Dei 16 primati mondiali di atletica realizzati a Milano, 12 sono stati ottenuti all'Arena.
Luigi Beccali, il primo italiano a vincere sia un "oro" olimpico, i 1500 a Los Angeles nel 1932, in 3'51''2, sia un titolo europeo, detenendo inoltre un primato mondiale in una gara del programma olimpico,
realizzò il suo record sui 1500 metri il 17 settembre 1933 all'Arena con il tempo di 39'49''0. Il 4 novembre dello stesso anno conquistò qui anche il record delle 1000 yard in 2'10''0.
Il 10 ottobre 1948 il mitico Adolfo Consolini, campione olimpico nello stesso anno a Londra ed europeo (nel '46, '50 e '54) realizzò qui il suo terzo primato mondiale del disco con 55,33 metri.
L'8 ottobre 1950 Armando Filiput tagliò all'Arena il traguardo delle 440 yard ad ostacoli in 51''9, nuovo primato del mondo.
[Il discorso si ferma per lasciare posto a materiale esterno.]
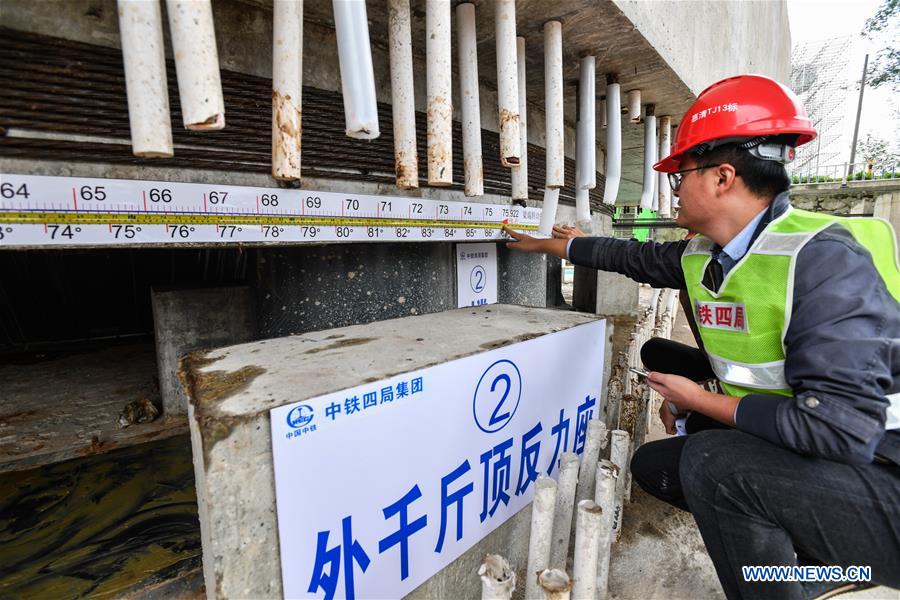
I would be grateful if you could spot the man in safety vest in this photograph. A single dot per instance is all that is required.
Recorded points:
(798, 463)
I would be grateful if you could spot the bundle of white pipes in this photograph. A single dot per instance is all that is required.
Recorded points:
(586, 141)
(613, 169)
(498, 580)
(507, 81)
(605, 497)
(665, 148)
(473, 173)
(565, 503)
(555, 585)
(595, 440)
(634, 106)
(548, 211)
(619, 455)
(287, 88)
(588, 528)
(143, 54)
(196, 64)
(542, 508)
(406, 155)
(553, 98)
(651, 177)
(520, 171)
(439, 109)
(357, 75)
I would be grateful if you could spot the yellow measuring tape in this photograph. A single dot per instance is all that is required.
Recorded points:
(141, 218)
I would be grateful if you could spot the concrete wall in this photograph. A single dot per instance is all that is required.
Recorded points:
(707, 40)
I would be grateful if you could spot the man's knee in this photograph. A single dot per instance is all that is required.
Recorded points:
(706, 461)
(654, 467)
(653, 353)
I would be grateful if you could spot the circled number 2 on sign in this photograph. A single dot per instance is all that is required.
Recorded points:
(478, 279)
(497, 396)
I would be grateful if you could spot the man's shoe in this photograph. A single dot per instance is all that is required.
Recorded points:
(820, 590)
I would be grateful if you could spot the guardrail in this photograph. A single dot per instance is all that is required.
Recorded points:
(845, 174)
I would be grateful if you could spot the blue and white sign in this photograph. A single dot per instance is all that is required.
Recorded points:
(476, 274)
(380, 486)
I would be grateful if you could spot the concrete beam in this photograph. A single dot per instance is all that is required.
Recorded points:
(231, 391)
(188, 320)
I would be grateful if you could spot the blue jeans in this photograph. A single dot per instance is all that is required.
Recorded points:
(756, 503)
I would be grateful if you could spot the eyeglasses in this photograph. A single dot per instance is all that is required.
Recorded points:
(677, 177)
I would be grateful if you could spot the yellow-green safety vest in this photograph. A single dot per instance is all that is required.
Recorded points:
(743, 324)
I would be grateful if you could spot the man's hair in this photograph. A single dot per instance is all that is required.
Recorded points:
(764, 178)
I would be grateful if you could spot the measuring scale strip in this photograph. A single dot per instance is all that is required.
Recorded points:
(141, 218)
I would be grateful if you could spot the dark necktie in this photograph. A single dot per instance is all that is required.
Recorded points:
(713, 276)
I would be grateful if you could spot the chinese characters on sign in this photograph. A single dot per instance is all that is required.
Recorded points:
(721, 315)
(708, 112)
(380, 499)
(476, 274)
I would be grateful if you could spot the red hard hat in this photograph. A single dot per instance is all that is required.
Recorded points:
(745, 106)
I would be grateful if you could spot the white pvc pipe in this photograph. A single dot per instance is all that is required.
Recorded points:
(605, 496)
(143, 53)
(648, 193)
(582, 205)
(357, 76)
(468, 91)
(196, 64)
(498, 581)
(582, 195)
(507, 84)
(555, 585)
(439, 112)
(588, 526)
(634, 106)
(665, 148)
(548, 211)
(626, 497)
(613, 143)
(587, 132)
(594, 440)
(565, 503)
(287, 88)
(520, 172)
(406, 155)
(618, 455)
(542, 508)
(553, 98)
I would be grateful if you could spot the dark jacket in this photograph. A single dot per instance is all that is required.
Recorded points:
(843, 342)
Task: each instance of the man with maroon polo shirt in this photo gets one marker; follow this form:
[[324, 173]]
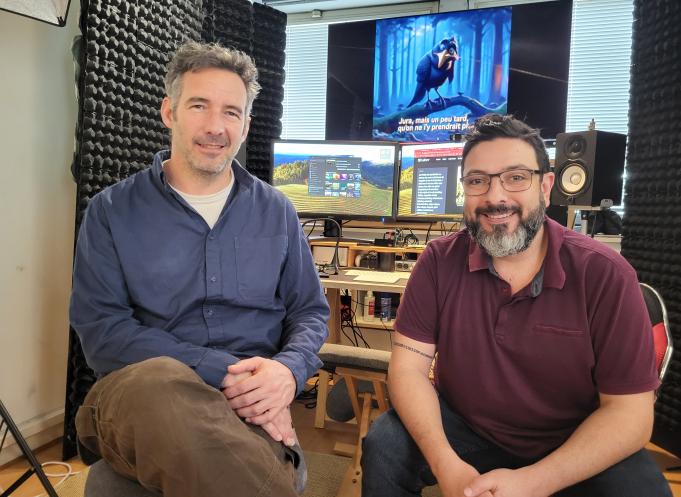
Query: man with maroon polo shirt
[[545, 374]]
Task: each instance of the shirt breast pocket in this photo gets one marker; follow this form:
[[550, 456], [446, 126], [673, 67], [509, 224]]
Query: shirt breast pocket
[[258, 265]]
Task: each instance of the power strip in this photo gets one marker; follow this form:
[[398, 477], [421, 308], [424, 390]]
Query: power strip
[[405, 265]]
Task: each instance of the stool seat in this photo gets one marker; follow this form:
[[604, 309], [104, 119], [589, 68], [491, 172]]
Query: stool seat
[[334, 355], [102, 481]]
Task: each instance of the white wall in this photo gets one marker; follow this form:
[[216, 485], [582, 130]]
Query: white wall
[[37, 205]]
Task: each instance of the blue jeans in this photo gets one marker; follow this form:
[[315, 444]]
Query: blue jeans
[[393, 465]]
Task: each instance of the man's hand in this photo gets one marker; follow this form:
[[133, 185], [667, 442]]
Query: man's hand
[[504, 483], [257, 389], [454, 475]]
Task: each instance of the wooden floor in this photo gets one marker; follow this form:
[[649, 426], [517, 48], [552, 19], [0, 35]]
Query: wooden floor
[[313, 439]]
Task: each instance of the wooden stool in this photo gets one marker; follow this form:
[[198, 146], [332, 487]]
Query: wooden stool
[[354, 364]]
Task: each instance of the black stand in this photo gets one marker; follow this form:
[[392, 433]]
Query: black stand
[[28, 453], [333, 230]]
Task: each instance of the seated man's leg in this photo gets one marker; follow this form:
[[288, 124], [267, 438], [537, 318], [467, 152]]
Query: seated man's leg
[[157, 422], [635, 476], [392, 463]]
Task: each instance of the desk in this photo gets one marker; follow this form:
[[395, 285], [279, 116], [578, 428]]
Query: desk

Il 30 ottobre 1956 Janusz Sidlo, con un lancio di 83,60 metri, batté di 10 centimetri il record mondiale di lancio del giavellotto.
Fu invece il vicentino Carlo Lievore, il 1°giugno 1961, a portare il record mondiale del giavellotto a 86,74.
Il record mondiale femminile fu realizzato in notturna, il 2 luglio 1969 con il tempo di 4'12''4, da Paola Pigni.
Il 16 e il 17 giugno 1972 Pietro Mennea eguagliò rispettivamente il record il record europeo dei 100 metri in 10'' netti e quello dei 200 in 20''2.
Il 27 giugno 1973 Marcello Fiasconaro batté il record mondiale degli 800 metri con il tempo di 1'43''7.
L'11 maggio 1980, alla "Pasqua dell'Atleta", il polacco Wladislaw Kozakiewicz superò nel salto con l'asta la misura di 5,72 metri. Il 3 luglio dello stesso anno un grande atleta nero americano, l'ingegnere elettronico Edwin Moses, che aveva per Milano un grande "feeling" ricambiato, corse i 400 metri ad ostacoli in 47''13.
Il 31 maggio 1995 Lorenz Ottoz sotto un vero diluvio durante la 49a Pasqua dell’Atleta in notturna migliora con 22”55 il record del mondo sui 200 ostacoli. Dopo la completa ristrutturazione l'Arena Civica è tornata ad essere teatro di grandi manifestazioni come, nel settembre del 1996, la finale del Grand Prix Iaaf di atletica leggera e la Notturna di Milano, il meeting internazionale di atletica leggera che si svolge ogni anno nel mese di giugno. Nel 2007 il Comune ha rifatto l'anello di corsa e poco dopo si è svolta l'Europa Cup Premier League dove le nazionali Italiane maschili e femminili hanno vinto le rispettive classifiche. Nel 2009 si sono svolti i Campionati Italiani Assoluti.

Nel 2003 la Giunta cittadina di Milano, sindaco Albertini, volle dedicare il complesso monumentale alla memoria di "Gianni Brera", ricordandolo anche con una targa posta all'ingresso.